North Sea Taxation - value allowance impact on small fields
Analysis by UK oil and gas industry consultants, Hannon Westwood, indicates that the new Value Allowance introduced by the Chancellor of the Exchequer could stimulate development of up to 45 small discoveries at an oil price of $45 per barrel and up to 157 discoveries at $60 per barrel.
In April, the UK Government published new tax allowances targeting certain categories of undeveloped discoveries: “Small Fields”, and so called Ultra Heavy Oil and Ultra HPHT, in order to stimulate investment in indigenous resources within a low oil price environment.

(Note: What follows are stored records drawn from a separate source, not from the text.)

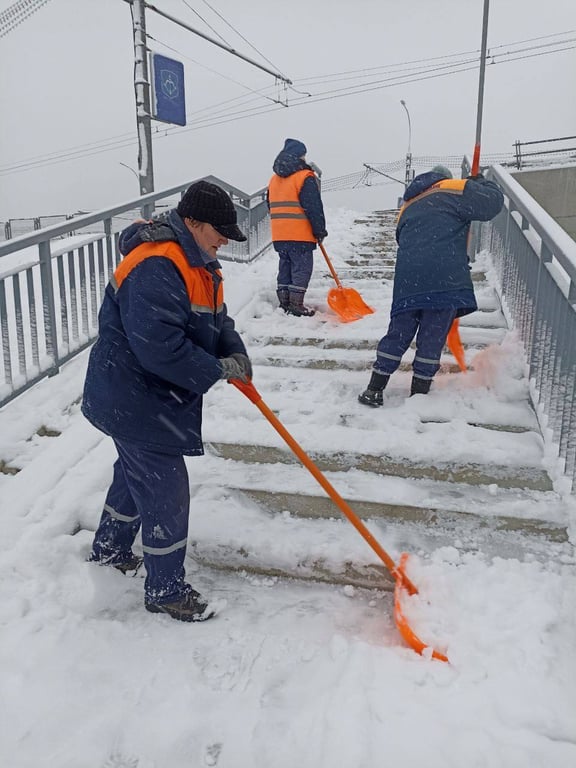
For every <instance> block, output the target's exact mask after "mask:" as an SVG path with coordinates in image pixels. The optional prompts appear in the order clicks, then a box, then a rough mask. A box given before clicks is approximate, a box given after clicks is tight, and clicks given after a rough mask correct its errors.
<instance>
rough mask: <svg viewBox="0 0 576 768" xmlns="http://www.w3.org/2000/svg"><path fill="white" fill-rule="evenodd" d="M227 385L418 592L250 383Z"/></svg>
mask: <svg viewBox="0 0 576 768" xmlns="http://www.w3.org/2000/svg"><path fill="white" fill-rule="evenodd" d="M320 247H322V246H320ZM230 383H231V384H234V386H235V387H237V388H238V389H239V390H240V391H241V392H243V393H244V394H245V395H246V397H248V398H249V399H250V400H251V401H252V402H253V403H254V405H255V406H256V407H257V408H258V409H259V410H260V411H261V412H262V414H263V415H264V416H265V417H266V419H268V421H269V422H270V424H272V426H273V427H274V429H275V430H276V431H277V432H278V434H279V435H280V436H281V437H282V438H283V440H284V441H285V442H286V443H287V444H288V445H289V446H290V448H291V449H292V451H293V452H294V453H295V454H296V456H297V457H298V458H299V459H300V461H301V462H302V464H304V466H305V467H306V469H307V470H308V471H309V472H310V473H311V474H312V475H313V476H314V477H315V478H316V480H317V481H318V482H319V483H320V485H321V486H322V488H324V490H325V491H326V493H327V494H328V496H329V497H330V498H331V499H332V501H333V502H334V503H335V504H336V505H337V506H338V507H339V509H340V510H341V511H342V513H343V514H344V515H345V517H347V518H348V520H349V521H350V522H351V523H352V525H353V526H354V528H356V530H357V531H358V533H359V534H360V535H361V536H362V537H363V538H364V540H365V541H366V542H367V543H368V544H369V545H370V546H371V547H372V549H373V550H374V552H376V554H377V555H378V557H379V558H380V559H381V560H382V562H383V563H384V565H385V566H386V568H388V570H389V571H390V573H391V574H392V576H393V577H394V579H395V580H396V581H397V582H398V581H401V582H403V585H404V586H405V587H406V589H407V590H408V592H409V594H411V595H413V594H416V593H417V592H418V590H417V589H416V587H415V586H414V584H413V583H412V582H411V581H410V579H409V578H408V577H407V576H406V574H405V573H404V572H403V571H401V570H400V569H398V568H396V565H395V563H394V560H392V558H391V557H390V555H389V554H388V553H387V552H386V550H385V549H383V548H382V547H381V546H380V544H379V543H378V542H377V541H376V539H375V538H374V536H373V535H372V534H371V533H370V531H369V530H368V528H366V526H365V525H364V523H363V522H362V521H361V520H360V518H359V517H358V516H357V515H356V513H355V512H353V511H352V509H351V508H350V506H349V505H348V504H347V503H346V502H345V501H344V499H343V498H342V497H341V496H340V494H339V493H338V491H337V490H336V489H335V488H334V486H333V485H331V483H329V482H328V480H327V479H326V478H325V477H324V475H323V474H322V472H320V470H319V469H318V467H317V466H316V464H314V462H313V461H312V459H311V458H310V457H309V456H308V454H307V453H305V452H304V451H303V450H302V448H301V447H300V445H299V444H298V443H297V442H296V440H295V439H294V438H293V437H292V435H291V434H290V433H289V432H288V430H287V429H286V428H285V427H284V425H283V424H282V423H281V422H280V420H279V419H278V417H277V416H275V414H274V413H273V412H272V411H271V410H270V408H269V407H268V406H267V405H266V403H265V402H264V401H263V400H262V397H261V396H260V394H259V393H258V391H257V390H256V388H255V387H254V385H253V384H252V382H251V381H250V382H247V383H245V382H242V381H240V380H238V379H233V380H232V381H231V382H230Z"/></svg>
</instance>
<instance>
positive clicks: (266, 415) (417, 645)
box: [230, 379, 448, 661]
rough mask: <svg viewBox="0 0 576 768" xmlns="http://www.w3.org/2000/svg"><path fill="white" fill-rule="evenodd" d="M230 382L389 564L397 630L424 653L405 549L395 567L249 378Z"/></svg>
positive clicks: (439, 655) (441, 659)
mask: <svg viewBox="0 0 576 768" xmlns="http://www.w3.org/2000/svg"><path fill="white" fill-rule="evenodd" d="M230 383H231V384H234V386H235V387H237V388H238V389H239V390H240V392H243V393H244V394H245V395H246V397H247V398H248V399H249V400H251V401H252V402H253V403H254V405H255V406H256V407H257V408H258V409H259V410H260V411H261V413H262V414H263V415H264V416H265V417H266V419H268V421H269V422H270V424H272V426H273V427H274V429H275V430H276V431H277V432H278V434H279V435H280V436H281V437H282V438H283V440H284V441H285V442H286V443H287V444H288V446H289V447H290V448H291V449H292V451H293V453H294V454H295V455H296V456H297V457H298V458H299V459H300V461H301V462H302V464H304V466H305V467H306V469H307V470H308V471H309V472H310V473H311V474H312V475H313V476H314V478H315V479H316V480H317V481H318V482H319V483H320V485H321V486H322V488H324V490H325V491H326V493H327V494H328V496H330V498H331V499H332V501H333V502H334V503H335V504H336V505H337V506H338V508H339V509H340V511H341V512H342V513H343V514H344V516H345V517H346V518H347V519H348V520H349V522H350V523H352V525H353V526H354V528H356V530H357V531H358V533H359V534H360V535H361V536H362V537H363V538H364V540H365V541H366V542H367V543H368V544H369V545H370V547H372V549H373V550H374V552H375V553H376V554H377V555H378V557H379V558H380V559H381V560H382V562H383V563H384V565H385V566H386V568H388V570H389V571H390V573H391V574H392V577H393V578H394V581H395V587H394V619H395V621H396V626H397V627H398V631H399V632H400V634H401V635H402V637H403V638H404V640H405V641H406V643H407V644H408V645H409V646H410V647H411V648H413V649H414V650H415V651H416V652H417V653H420V654H421V653H423V652H424V651H425V650H426V649H427V648H428V647H429V646H427V645H426V643H424V642H423V641H422V640H420V638H419V637H418V636H417V635H416V634H415V632H414V631H413V630H412V629H411V627H410V626H409V624H408V621H407V619H406V617H405V615H404V613H403V611H402V593H403V591H404V590H406V591H407V592H408V594H409V595H415V594H417V593H418V590H417V589H416V587H415V586H414V584H413V583H412V582H411V581H410V579H409V578H408V576H407V575H406V561H407V559H408V555H407V554H406V553H403V554H402V556H401V558H400V565H399V566H398V567H396V565H395V563H394V560H392V558H391V557H390V555H389V554H388V553H387V552H386V551H385V550H384V549H383V548H382V547H381V546H380V544H379V543H378V542H377V541H376V539H375V538H374V536H373V535H372V534H371V533H370V531H369V530H368V528H366V526H365V525H364V523H363V522H362V521H361V520H360V518H359V517H358V516H357V515H356V513H355V512H353V511H352V509H351V508H350V506H349V505H348V504H347V503H346V502H345V501H344V499H343V498H342V497H341V496H340V494H339V493H338V492H337V491H336V489H335V488H334V487H333V486H332V485H331V483H329V482H328V480H327V479H326V478H325V477H324V475H323V474H322V472H320V470H319V469H318V467H317V466H316V464H314V462H313V461H312V459H311V458H310V457H309V456H308V454H307V453H305V452H304V451H303V450H302V448H301V447H300V445H299V444H298V443H297V442H296V440H295V439H294V438H293V437H292V435H291V434H290V433H289V432H288V430H287V429H286V428H285V427H284V425H283V424H282V423H281V421H280V420H279V419H278V418H277V416H275V414H274V413H273V412H272V411H271V410H270V408H269V407H268V406H267V405H266V403H265V402H264V401H263V400H262V396H261V395H260V393H259V392H258V391H257V389H256V388H255V386H254V385H253V384H252V382H251V381H248V382H246V383H245V382H243V381H240V380H239V379H233V380H231V381H230ZM431 655H432V658H433V659H438V661H448V657H447V656H445V655H444V654H443V653H441V652H440V651H436V650H432V654H431Z"/></svg>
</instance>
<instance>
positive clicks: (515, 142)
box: [514, 141, 522, 170]
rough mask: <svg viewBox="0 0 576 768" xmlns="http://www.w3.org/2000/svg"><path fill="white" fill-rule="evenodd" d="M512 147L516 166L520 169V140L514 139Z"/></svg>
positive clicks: (520, 152)
mask: <svg viewBox="0 0 576 768" xmlns="http://www.w3.org/2000/svg"><path fill="white" fill-rule="evenodd" d="M514 147H515V149H516V168H518V170H520V168H522V148H521V144H520V142H519V141H516V142H515V143H514Z"/></svg>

Hannon Westwood maintains its own in-house database on all UKCS discovery wells, and developed commercial software to enable an NPV and “dpi” to be calculated in tandem for each discovery, in order to measure the effect of fiscal change across the whole sector. The key question asked of each discovery was: if there was an option to drill this particular discovery well in 2010 and develop within 24 months, is it likely to be commercial and therefore a candidate for drilling?
In the Hannon Westwood database there are 259 discovery wells in the “small fields” category; 235 of these discoveries have estimated reserves from near zero to 20 million barrels of oil equivalent (MMboe), and a further 24 discoveries have reserves of 20 to 26 MMboe. The Hannon Westwood analysis was run initially with a base case $45/bbl oil price (37p/therm gas price), and the number of projects of 20 MMboe or less that could move to potential commercial status increases from 12 to 28 as a result of the £75 million Tax Allowance. At $60/bbl (with gas at 44.4p/therm pro rata increase), further analysis shows that with a £75 million Allowance, the number of potentially commercial discoveries increases to 139.
For discoveries between 20.1 and 26 MMboe, a similar picture unfolds but on a smaller scale, and in a $60/bbl scenario the Allowance increases the number of potential developments by only one, from 17 to 18 out of a total of 24 discoveries. In effect, the sliding scale appears to work well at the margins in ensuring that no Allowances are in place to stimulate developments that are already potentially profitable – at least in a $60 oil climate.
Overall, the number of projects that might prove attractive in a $60 oil climate is estimated at 157 (139 discoveries < 20 MMboe and 18 discoveries < 26 MMboe).